This is a sample application from Ruby on Rails Tutorial: Learn Web Development with Rails by Michael Hartl (specifically, the railstutorial/sample_app_2nd_ed). It has been augmented to include Toopher for two-factor authentication.
This is only an example provided as a reference.
Getting the sample app running locally is similar to starting any Rails
project: clone the repo, install your gems, and migrate your database.
One additional step is to configure Toopher. In this example, the
Toopher client is instantiated using API credentials stored in the
environment (toopher = ToopherAPI.new(ENV['TOOPHER_CONSUMER_KEY'], ENV['TOOPHER_CONSUMER_SECRET'])
), so you need to set
TOOPHER_CONSUMER_KEY
and TOOPHER_CONSUMER_SECRET
.
git clone git@github.com:smholloway/sample_app_2nd_ed_with_toopher.git
cp config/database.yml.example config/database.yml
bundle install
bundle exec rake db:migrate
export TOOPHER_CONSUMER_KEY=xxx
export TOOPHER_CONSUMER_SECRET=xxx
rails server
To see Toopher in action, create an account, then navigate to the user settings page. You should see a section for Toopher, which you enable by pairing. After successfully pairing, log out, then log back in.

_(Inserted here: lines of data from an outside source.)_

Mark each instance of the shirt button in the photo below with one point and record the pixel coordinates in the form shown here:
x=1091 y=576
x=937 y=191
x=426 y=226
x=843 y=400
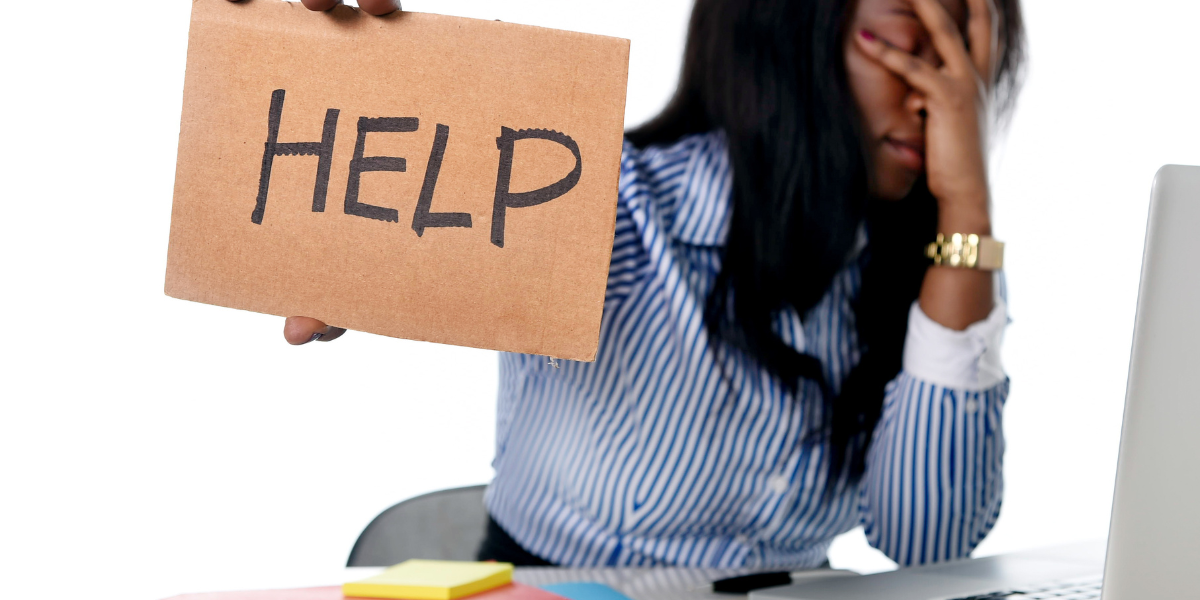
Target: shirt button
x=778 y=484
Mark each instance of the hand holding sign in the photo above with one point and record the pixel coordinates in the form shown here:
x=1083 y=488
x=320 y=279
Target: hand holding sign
x=459 y=189
x=301 y=330
x=377 y=7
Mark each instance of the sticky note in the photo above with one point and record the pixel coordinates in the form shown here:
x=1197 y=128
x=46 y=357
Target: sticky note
x=583 y=591
x=431 y=580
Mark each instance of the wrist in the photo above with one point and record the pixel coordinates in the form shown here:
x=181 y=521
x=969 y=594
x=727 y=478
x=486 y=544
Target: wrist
x=964 y=219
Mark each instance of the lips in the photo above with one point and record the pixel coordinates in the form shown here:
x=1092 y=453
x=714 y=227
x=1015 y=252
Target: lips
x=909 y=151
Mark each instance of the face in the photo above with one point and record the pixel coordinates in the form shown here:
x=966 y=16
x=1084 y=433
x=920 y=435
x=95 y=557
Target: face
x=893 y=114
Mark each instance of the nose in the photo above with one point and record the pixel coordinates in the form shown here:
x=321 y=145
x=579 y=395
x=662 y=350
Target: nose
x=915 y=103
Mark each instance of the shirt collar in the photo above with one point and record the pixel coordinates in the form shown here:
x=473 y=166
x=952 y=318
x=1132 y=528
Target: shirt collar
x=703 y=205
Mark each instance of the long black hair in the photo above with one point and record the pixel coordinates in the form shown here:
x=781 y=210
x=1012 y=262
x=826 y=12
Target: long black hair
x=772 y=76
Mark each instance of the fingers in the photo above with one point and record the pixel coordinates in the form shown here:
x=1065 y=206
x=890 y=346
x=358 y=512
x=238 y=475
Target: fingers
x=378 y=7
x=917 y=72
x=301 y=330
x=321 y=5
x=945 y=33
x=983 y=30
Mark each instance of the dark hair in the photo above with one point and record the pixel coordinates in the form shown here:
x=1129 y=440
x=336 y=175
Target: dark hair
x=771 y=75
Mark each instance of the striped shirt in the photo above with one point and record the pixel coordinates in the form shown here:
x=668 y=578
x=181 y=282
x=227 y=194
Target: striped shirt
x=658 y=455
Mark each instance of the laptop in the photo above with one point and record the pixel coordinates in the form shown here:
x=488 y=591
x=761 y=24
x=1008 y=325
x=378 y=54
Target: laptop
x=1153 y=547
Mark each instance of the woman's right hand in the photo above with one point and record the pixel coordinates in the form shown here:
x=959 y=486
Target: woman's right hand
x=301 y=330
x=377 y=7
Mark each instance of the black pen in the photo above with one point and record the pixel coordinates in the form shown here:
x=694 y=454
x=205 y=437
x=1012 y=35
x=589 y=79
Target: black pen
x=747 y=583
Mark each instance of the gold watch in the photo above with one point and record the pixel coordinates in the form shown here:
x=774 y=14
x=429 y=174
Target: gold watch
x=969 y=251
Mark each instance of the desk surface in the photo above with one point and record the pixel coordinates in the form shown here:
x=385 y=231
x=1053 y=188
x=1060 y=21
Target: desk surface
x=640 y=583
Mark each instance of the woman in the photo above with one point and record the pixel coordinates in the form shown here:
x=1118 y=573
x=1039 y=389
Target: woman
x=779 y=363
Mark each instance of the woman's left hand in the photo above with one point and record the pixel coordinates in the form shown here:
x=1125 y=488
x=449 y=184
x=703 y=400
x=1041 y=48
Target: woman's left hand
x=955 y=96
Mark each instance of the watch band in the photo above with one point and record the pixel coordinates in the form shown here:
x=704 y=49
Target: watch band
x=967 y=251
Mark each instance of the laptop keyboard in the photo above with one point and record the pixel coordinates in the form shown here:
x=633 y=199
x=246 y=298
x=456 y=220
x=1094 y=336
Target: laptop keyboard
x=1078 y=589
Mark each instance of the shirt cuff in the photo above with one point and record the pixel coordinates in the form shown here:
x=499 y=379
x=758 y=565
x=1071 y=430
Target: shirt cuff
x=967 y=359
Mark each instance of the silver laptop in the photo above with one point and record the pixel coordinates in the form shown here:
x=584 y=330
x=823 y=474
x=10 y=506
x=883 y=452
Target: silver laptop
x=1153 y=549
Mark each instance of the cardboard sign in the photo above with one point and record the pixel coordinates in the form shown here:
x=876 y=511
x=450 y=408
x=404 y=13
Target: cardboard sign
x=415 y=175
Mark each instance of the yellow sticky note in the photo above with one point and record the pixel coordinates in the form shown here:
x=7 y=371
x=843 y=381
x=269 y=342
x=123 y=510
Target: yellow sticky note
x=431 y=580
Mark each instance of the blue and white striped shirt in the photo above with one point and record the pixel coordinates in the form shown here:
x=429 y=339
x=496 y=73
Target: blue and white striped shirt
x=653 y=456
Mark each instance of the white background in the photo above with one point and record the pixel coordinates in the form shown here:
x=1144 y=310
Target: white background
x=151 y=447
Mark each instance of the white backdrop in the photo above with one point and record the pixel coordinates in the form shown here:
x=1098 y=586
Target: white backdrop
x=151 y=447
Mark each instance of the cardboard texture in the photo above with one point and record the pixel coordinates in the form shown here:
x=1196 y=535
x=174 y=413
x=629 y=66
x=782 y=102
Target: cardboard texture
x=415 y=175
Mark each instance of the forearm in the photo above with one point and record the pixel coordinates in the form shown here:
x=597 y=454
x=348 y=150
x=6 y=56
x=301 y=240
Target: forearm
x=954 y=297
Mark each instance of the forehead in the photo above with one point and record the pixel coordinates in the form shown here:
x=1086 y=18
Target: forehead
x=958 y=9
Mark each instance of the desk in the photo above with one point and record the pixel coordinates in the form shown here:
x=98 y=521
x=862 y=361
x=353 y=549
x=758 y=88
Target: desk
x=637 y=583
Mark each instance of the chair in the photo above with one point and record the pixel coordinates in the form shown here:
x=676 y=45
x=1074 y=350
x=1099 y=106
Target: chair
x=447 y=525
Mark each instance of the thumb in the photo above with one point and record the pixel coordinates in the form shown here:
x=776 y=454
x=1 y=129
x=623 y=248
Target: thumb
x=301 y=330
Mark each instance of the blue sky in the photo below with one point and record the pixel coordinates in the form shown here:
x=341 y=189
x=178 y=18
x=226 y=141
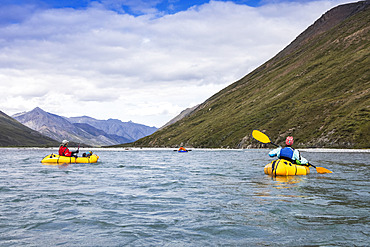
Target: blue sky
x=144 y=61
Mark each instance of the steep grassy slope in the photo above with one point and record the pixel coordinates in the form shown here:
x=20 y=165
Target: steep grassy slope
x=317 y=89
x=13 y=133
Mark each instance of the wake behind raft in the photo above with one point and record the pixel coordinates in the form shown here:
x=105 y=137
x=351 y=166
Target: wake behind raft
x=57 y=159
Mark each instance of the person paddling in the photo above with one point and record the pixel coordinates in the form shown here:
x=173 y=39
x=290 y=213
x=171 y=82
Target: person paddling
x=289 y=153
x=64 y=151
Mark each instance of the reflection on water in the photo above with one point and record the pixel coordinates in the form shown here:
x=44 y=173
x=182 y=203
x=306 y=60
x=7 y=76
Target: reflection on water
x=201 y=198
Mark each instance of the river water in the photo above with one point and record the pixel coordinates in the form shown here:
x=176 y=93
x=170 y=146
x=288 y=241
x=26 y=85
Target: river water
x=166 y=198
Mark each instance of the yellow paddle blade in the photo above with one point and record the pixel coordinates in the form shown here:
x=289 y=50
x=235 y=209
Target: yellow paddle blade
x=322 y=170
x=261 y=137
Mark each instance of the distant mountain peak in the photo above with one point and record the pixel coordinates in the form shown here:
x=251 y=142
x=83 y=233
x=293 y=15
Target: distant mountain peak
x=83 y=129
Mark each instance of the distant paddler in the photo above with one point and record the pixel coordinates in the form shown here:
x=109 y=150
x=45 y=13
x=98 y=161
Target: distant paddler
x=182 y=150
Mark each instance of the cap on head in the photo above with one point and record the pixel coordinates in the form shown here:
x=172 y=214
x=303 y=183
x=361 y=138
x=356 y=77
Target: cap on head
x=289 y=141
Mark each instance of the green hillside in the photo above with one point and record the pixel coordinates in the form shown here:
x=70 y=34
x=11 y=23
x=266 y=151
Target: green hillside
x=317 y=89
x=14 y=134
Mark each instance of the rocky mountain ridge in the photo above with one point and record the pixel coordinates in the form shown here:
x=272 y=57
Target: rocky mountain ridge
x=79 y=131
x=316 y=89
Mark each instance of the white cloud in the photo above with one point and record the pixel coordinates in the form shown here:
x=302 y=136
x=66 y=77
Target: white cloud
x=107 y=65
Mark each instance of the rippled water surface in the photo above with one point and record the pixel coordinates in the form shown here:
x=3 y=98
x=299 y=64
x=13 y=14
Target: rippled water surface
x=165 y=198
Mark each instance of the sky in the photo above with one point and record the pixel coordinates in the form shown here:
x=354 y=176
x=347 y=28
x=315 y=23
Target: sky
x=138 y=60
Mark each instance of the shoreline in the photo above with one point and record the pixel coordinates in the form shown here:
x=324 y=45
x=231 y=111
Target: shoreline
x=126 y=149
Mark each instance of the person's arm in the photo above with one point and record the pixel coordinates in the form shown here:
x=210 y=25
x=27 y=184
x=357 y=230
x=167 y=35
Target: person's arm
x=298 y=158
x=274 y=152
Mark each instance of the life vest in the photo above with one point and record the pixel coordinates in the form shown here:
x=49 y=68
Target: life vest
x=287 y=154
x=64 y=151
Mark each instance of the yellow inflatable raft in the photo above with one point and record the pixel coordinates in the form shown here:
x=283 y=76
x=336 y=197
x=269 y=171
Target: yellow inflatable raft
x=283 y=167
x=56 y=159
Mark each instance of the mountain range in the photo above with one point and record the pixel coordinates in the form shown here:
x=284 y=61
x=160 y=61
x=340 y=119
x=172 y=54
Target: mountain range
x=13 y=133
x=84 y=130
x=316 y=89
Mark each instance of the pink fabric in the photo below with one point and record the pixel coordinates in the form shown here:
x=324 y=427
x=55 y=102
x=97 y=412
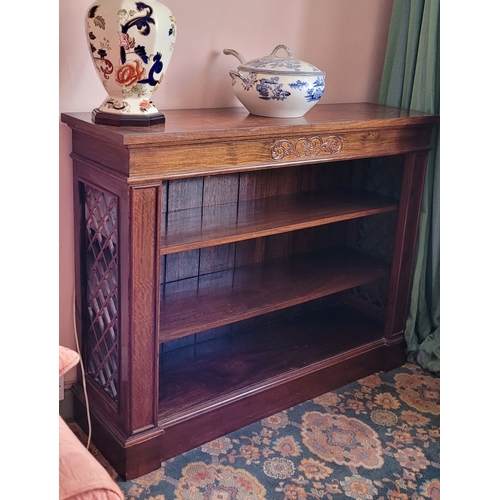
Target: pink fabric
x=81 y=476
x=67 y=359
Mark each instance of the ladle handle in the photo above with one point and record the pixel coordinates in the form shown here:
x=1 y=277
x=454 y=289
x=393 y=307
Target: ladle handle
x=284 y=47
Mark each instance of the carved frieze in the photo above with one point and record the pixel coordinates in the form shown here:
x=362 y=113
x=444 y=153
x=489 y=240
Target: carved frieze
x=306 y=146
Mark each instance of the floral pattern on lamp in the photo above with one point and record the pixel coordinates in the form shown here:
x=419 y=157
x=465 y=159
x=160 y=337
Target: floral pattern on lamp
x=131 y=44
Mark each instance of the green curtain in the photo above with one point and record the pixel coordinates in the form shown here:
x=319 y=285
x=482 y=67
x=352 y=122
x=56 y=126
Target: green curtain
x=411 y=80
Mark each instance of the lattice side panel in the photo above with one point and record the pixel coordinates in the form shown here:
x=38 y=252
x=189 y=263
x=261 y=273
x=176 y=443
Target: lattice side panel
x=102 y=333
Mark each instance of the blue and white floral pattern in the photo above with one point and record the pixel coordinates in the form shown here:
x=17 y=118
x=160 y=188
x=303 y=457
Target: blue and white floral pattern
x=271 y=88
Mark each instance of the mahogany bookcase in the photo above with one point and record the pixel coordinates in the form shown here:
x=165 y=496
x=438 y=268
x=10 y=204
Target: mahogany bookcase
x=230 y=266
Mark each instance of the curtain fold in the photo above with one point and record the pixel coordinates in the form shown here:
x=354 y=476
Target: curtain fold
x=410 y=80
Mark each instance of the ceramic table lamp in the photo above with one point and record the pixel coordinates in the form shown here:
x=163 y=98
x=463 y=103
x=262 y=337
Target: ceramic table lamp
x=131 y=44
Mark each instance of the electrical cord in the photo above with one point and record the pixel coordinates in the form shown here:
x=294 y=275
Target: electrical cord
x=87 y=407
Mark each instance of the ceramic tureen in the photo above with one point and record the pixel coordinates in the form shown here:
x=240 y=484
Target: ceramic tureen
x=277 y=85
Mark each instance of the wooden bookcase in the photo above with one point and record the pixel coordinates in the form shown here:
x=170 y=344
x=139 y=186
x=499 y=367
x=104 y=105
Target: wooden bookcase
x=230 y=266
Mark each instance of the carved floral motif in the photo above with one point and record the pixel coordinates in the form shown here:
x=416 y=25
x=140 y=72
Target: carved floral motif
x=306 y=146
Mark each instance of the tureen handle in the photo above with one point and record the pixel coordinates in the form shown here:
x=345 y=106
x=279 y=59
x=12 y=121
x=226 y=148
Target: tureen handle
x=288 y=51
x=235 y=54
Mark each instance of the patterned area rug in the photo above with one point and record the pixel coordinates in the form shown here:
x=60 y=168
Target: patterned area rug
x=377 y=438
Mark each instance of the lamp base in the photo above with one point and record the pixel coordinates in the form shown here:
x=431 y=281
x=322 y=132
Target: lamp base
x=127 y=121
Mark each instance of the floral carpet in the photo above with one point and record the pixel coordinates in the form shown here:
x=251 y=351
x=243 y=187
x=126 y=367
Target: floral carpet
x=377 y=438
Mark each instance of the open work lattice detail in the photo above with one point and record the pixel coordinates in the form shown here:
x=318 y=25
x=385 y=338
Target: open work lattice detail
x=101 y=340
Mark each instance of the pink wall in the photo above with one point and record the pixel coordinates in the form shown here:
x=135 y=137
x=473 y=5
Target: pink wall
x=344 y=38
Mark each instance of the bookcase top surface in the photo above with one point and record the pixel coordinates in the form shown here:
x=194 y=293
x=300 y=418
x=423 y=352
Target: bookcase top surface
x=221 y=124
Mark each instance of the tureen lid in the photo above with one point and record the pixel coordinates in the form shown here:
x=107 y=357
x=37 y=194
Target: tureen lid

Curious about the changes necessary to integrate Toopher? See the pull request that made it happen.
- The login flow changed but the tests were not updated, so they are failing.
- In this example the UI is merely workable--please use your imagination for how a professional designer would craft modals and input forms.
- There is no easy way to reset Toopher when locked out. In a real implementation, consider allowing users to reset Toopher like they reset a forgotten password; for example, using a security question or email reset.